A Data Walk offers researchers and/or community organizations an opportunity to analyze project data in partnership with community residents and other stakeholders. Data Walks are structured similarly to the well-known pedagogical tool “gallery walk” whereby groups of participants rotate through a series of data visualizations while interpreting, discussing, and reflecting on the subject matter.

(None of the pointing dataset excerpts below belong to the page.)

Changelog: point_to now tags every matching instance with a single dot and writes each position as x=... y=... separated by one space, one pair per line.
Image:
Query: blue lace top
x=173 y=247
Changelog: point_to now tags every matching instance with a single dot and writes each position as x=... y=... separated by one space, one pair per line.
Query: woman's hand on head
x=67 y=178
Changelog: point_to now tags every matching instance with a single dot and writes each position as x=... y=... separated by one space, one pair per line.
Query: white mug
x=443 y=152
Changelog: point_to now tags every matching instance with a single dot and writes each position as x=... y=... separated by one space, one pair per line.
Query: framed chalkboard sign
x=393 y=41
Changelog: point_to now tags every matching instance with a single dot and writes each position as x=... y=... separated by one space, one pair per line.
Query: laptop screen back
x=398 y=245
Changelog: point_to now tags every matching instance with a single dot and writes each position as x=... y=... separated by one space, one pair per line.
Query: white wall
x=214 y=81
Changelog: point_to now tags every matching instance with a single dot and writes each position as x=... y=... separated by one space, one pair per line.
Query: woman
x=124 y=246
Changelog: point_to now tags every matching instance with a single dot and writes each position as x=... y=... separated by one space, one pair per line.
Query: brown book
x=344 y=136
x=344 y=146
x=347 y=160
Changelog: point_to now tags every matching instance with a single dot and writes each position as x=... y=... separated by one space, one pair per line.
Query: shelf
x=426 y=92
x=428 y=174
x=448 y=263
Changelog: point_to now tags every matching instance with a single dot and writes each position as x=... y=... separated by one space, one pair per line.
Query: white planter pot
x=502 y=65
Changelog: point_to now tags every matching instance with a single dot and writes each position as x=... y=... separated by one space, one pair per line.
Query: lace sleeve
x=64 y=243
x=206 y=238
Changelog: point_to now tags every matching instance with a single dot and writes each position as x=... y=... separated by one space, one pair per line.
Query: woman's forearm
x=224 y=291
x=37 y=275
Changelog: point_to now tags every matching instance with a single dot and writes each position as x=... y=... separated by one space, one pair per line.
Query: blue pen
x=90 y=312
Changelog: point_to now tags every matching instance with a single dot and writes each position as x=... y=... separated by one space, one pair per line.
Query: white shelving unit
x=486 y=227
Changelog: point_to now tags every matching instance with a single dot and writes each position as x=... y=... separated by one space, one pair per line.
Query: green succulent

This guidebook explains how to design, plan, and facilitate a Data Walk for use in your community-based participatory research project. See also the Urban Institute’s Community-Engaged and Participatory Methods Toolkits.
How to Use
Integrating Data Walks into community science projects may offer multiple benefits, such as:
- Enhanced data literacy among community members through the interpretation of quantitative data and its application to their personal lives;
- Advanced individual and collective problem solving and civic engagement through data-driven dialogue;
- Residents gain a greater understanding of research in their community and are provided an opportunity to define what role they can play within that effort to enact local change; and,
- Through engagement with a diverse cross-section of people, researchers can better contextualize their scientific findings, ultimately improving their research quality and better informing policies and programs that advance community priorities.
Use this guidebook to explore if Data Walks are the appropriate tool for your community science project, who the target participants should include, and how to maintain data integrity. When planning your Data Walk, ample consideration must be given to both content (including the appropriate data, using user-friendly charts, language access) and logistics (time and setting, recruitment and incentives, physical movement within the event space). Finally, ensure your Data Walk is a success by learning what’s needed for successful facilitation.